Styx: Shards of Darkness
Genelde insanları yönettiğimiz oyunlarda zaman zaman farklı karakterleri de yönetme şansına erişiyoruz. Kimi zaman ufak bir ejderha oluyoruz, kimi zaman sevimli bir rakun.. Bu tarz karakterler oyun dünyası için her zaman ön planda olurken egemenliğin insanlarda olması şüphesiz karakter ile özdeşleşmeyi de kuvvetlendiriyor. Peki ya madalyonun diğer tarafı ne olacak?

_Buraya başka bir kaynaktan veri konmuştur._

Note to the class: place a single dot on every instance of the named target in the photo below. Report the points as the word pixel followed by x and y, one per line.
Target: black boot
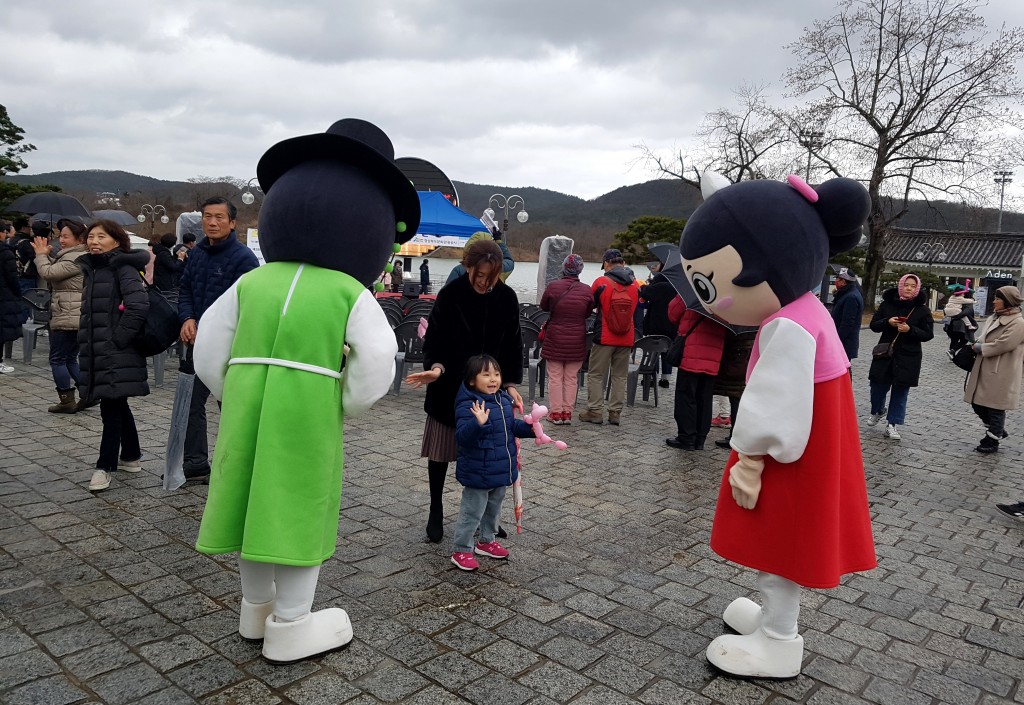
pixel 435 520
pixel 988 444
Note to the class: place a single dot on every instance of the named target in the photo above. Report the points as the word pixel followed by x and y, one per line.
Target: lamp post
pixel 1003 178
pixel 811 139
pixel 930 252
pixel 508 203
pixel 153 212
pixel 247 197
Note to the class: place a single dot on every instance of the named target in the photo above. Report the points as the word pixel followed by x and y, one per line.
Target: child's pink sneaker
pixel 492 549
pixel 465 562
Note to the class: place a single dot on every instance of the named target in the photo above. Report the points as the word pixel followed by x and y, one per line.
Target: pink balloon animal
pixel 537 413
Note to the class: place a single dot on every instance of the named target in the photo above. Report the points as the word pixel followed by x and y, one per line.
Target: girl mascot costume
pixel 292 348
pixel 793 503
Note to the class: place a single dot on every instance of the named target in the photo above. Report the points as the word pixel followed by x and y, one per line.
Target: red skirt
pixel 811 524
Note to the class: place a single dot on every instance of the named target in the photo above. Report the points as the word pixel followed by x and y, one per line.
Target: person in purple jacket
pixel 569 302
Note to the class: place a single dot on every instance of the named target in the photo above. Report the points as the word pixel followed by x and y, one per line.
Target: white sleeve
pixel 214 339
pixel 370 368
pixel 776 408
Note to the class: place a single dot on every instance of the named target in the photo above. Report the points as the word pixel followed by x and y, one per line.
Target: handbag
pixel 674 356
pixel 884 350
pixel 965 357
pixel 161 328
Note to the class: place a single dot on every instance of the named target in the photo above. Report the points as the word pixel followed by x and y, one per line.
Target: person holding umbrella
pixel 114 309
pixel 66 279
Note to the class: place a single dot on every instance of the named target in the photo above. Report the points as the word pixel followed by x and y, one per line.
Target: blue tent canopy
pixel 443 224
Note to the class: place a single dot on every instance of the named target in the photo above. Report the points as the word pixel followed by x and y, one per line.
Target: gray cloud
pixel 553 94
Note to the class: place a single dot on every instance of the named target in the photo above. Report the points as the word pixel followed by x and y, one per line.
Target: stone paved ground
pixel 610 595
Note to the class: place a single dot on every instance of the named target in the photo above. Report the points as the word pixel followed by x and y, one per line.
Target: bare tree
pixel 748 142
pixel 912 94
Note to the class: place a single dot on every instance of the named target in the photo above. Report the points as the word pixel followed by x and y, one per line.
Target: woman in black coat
pixel 114 308
pixel 905 322
pixel 11 310
pixel 476 314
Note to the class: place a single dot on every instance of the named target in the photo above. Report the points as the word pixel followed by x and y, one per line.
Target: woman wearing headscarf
pixel 905 322
pixel 475 314
pixel 569 302
pixel 993 387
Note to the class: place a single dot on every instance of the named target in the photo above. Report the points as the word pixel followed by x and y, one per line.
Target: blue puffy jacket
pixel 210 271
pixel 486 454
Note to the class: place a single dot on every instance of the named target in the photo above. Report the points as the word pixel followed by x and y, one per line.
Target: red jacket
pixel 702 353
pixel 620 276
pixel 569 302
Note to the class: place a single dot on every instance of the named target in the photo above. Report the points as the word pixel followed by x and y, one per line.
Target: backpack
pixel 619 314
pixel 161 328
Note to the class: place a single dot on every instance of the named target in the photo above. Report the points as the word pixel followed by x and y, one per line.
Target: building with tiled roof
pixel 988 259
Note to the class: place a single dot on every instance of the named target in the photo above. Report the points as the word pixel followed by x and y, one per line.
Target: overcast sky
pixel 547 93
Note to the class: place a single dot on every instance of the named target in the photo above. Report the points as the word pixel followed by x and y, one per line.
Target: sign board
pixel 438 241
pixel 252 240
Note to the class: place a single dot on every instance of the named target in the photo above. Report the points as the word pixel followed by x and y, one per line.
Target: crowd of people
pixel 97 303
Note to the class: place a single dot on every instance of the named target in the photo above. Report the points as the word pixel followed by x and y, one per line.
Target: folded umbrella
pixel 174 473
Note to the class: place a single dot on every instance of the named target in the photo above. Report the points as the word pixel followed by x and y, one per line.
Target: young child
pixel 485 429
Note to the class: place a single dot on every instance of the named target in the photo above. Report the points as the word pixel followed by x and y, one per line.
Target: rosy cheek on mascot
pixel 272 349
pixel 793 503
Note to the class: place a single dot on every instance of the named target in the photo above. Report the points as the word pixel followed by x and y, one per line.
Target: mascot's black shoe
pixel 435 529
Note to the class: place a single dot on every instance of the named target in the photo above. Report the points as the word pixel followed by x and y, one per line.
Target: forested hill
pixel 592 223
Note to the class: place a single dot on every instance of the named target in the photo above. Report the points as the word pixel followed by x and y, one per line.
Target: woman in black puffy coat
pixel 904 321
pixel 114 308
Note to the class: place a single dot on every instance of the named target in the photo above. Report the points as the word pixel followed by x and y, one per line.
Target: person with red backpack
pixel 615 296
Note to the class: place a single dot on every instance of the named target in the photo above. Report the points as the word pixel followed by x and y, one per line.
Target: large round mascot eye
pixel 704 288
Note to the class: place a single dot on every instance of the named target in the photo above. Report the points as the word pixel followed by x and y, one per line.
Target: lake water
pixel 522 279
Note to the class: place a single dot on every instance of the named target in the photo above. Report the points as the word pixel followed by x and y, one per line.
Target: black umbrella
pixel 49 202
pixel 119 216
pixel 672 267
pixel 53 217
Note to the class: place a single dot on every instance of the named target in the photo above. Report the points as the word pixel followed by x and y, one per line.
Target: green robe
pixel 275 483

İşte bu konuda cesur bir adım atan Focus Entertainment, Styx Master of Shadow’da çoğu zaman kullanmış olduğumuz insanları, elfleri, cüceleri ya da az önce saydığım diğer örnekleri bir kenara bırakmış ve hayatını hırsızlık üzerine şekillendiren bir goblin ile tanıştırmıştı bizleri. İlk olarak of Orcs an Man oyununda karşımıza çıkan ve daha sonra kendi oyununa kavuşan Styx ile Yaşam Ağacı’nın kalbini çalmak üzere yola düşmüş ve bu macerası boyunca kendisine eşlik etmiştik.
Styx Shards of Darkness genel olarak ilk oyunun izinden giden bir yapım. Eğlenceli bir video ile açılışını yapan oyunun bu açılış videosunda hem oyun dünyası tanıtılmış hem de ana karakterimiz Styx ile daha önce karşılaşmayan oyunculara karakterin nasıl bir tavrı olduğu özet geçilmiş diyebilirim. İlk etapta birkaç soygun görevi yaptığımız Styx’in hikayesi de yavaş yavaş gelişiyor. Tabi böyle dediysem oyundan çok derin ya da inişli çıkışlı bir hikaye beklemeyin. Oyunun türüne ve tavrına da bağlı olarak basit bir hikaye ile karşılaşıyoruz. Hikayemizin merkesinde ise tabi ki Styx ve onun maharetli elleri bulunmakta.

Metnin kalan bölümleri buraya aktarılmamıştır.